Existing enforcement approaches in data protection and consumer law have already demonstrated the feasibility of such arrangements. By incorporating data protection and intellectual property considerations into the governance design itself, the governance structures proposed here offer a concrete approach to future data regulation that combines legal and economic insights and can be easily taken up by policy makers.
The report leads to the following policy implications:
- In data-driven markets, competitors of a dominant firm have no chance without political intervention to achieve a market share close to that of the market leader in the medium term. Therefore, we recommend the creation of new legal tools for regulating data-driven markets. Specifically, we recommend the introduction of mandatory data sharing of user-generated data.
- Because the market for search engines is data-driven (see result 5 above), we recommend the introduction of a data sharing obligation for user-generated data in this market.
- Regardless of a specific market, we recommend the following design principles for mandatory data sharing:
- Only raw data should have to be shared, which can be stored almost free of charge by the provider via the automated storage of the interaction between user and provider. The analysis of this data is the responsibility of each recipient. In the search engine market this corresponds to search log data.
- In a data-driven market, all providers with a market share of at least 30% should be obliged to share their user-generated data. This results in a maximum of three providers per market that have to share data. This number decreases the more the market is monopolized.
- On the receiving side, any organization that is active in the respective market or that can explain how it would serve the users of this market with the data should be given access to the shared data. This should apply regardless of the organizational form of the receiving party, that is, both to for-profit, non-profit and public organizations.
- On the one hand, our analysis of the available mechanisms of competition and data protection law shows that these are not sufficient to avoid monopolistic tendencies in data-driven markets. On the other hand, all three proposed options for data governance (see result 8 above) already take into account the limitations imposed by data protection and intellectual property protection. We therefore recommend implementing one of the three governance options, including newly created institutions and communication channels.
- When trading off the pros and cons of centralized and decentralized governance, we see an advantage in the “mixed” governance structure: the technical infrastructure required to enforce the data-sharing obligation does not need to be duplicated between national competition authorities, as this takes place at EU level within the EDSA. At the same time, there is no need to create new investigative and enforcement powers at EU level, as the national competition authorities select a lead national competition authority that is best placed to take over a particular case.
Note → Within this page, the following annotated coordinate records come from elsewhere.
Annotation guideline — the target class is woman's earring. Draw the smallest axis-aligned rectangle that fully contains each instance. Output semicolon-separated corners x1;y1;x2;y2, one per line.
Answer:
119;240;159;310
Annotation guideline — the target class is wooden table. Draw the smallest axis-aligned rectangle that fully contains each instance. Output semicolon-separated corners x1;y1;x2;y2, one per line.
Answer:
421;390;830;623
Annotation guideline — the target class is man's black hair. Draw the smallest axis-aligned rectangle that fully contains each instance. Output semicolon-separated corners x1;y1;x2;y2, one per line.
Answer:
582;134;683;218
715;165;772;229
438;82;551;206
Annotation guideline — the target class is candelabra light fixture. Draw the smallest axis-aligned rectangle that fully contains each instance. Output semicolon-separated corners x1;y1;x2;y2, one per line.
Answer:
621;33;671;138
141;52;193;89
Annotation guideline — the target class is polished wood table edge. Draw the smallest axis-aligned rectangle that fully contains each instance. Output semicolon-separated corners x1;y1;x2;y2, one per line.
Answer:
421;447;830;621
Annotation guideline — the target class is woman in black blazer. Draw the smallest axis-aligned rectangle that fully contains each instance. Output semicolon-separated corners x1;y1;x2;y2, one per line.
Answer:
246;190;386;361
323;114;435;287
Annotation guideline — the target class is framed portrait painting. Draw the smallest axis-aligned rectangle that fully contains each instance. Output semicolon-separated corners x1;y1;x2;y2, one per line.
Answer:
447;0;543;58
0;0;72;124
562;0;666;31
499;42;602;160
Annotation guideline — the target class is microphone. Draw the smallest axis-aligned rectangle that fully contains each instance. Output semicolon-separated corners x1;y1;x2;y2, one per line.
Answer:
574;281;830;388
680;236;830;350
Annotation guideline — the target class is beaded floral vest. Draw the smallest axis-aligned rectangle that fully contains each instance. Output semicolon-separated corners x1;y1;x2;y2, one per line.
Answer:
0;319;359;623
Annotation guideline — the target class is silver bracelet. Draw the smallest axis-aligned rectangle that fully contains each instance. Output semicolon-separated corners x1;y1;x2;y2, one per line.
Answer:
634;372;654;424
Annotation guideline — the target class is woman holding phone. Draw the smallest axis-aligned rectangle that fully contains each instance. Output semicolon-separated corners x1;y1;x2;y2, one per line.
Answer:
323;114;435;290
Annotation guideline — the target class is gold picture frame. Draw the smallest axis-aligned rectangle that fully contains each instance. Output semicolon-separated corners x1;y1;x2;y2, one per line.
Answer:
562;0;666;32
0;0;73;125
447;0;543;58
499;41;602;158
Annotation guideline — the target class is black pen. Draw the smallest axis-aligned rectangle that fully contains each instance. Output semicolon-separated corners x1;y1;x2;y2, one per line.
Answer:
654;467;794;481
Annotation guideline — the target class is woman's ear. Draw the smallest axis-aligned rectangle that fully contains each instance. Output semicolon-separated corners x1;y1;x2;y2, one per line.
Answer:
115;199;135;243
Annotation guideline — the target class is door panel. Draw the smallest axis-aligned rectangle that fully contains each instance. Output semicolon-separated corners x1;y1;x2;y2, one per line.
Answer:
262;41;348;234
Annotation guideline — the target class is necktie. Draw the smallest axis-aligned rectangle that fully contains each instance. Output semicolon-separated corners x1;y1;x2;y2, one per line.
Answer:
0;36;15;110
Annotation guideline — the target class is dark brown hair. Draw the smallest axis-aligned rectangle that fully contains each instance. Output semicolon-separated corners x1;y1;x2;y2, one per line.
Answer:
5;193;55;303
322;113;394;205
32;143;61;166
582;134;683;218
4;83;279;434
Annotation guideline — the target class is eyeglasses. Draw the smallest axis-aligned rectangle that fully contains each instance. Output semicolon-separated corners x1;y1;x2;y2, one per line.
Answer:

The NCAs thus share the burden of using the resources within the DSCN. Due to this combination of features, we regard the “mixed” governance structure optimal and recommend this option.
- For efficiency, data security and privacy considerations, we recommend that user-generated data is not forwarded to organizations with recipient rights, but rather that it is consolidated and shielded in a data pool, operated by the Lead NCA/EDSA’s technology department. Organizations that have a right to access the shared data should be given the opportunity to have their ML algorithms trained in the pool. Only the algorithms of the receiving companies — and no human being — get access to the raw data, but cannot take it out of the data pool. Instead, they can only transfer the findings from their analyses to the outside world, where a multitude of providers can now compete with each other in a meaningful way.
 This means that the provider makes the most user-friendly decision regarding all product features that influence user satisfaction (even if it costs her/him revenues in the short term).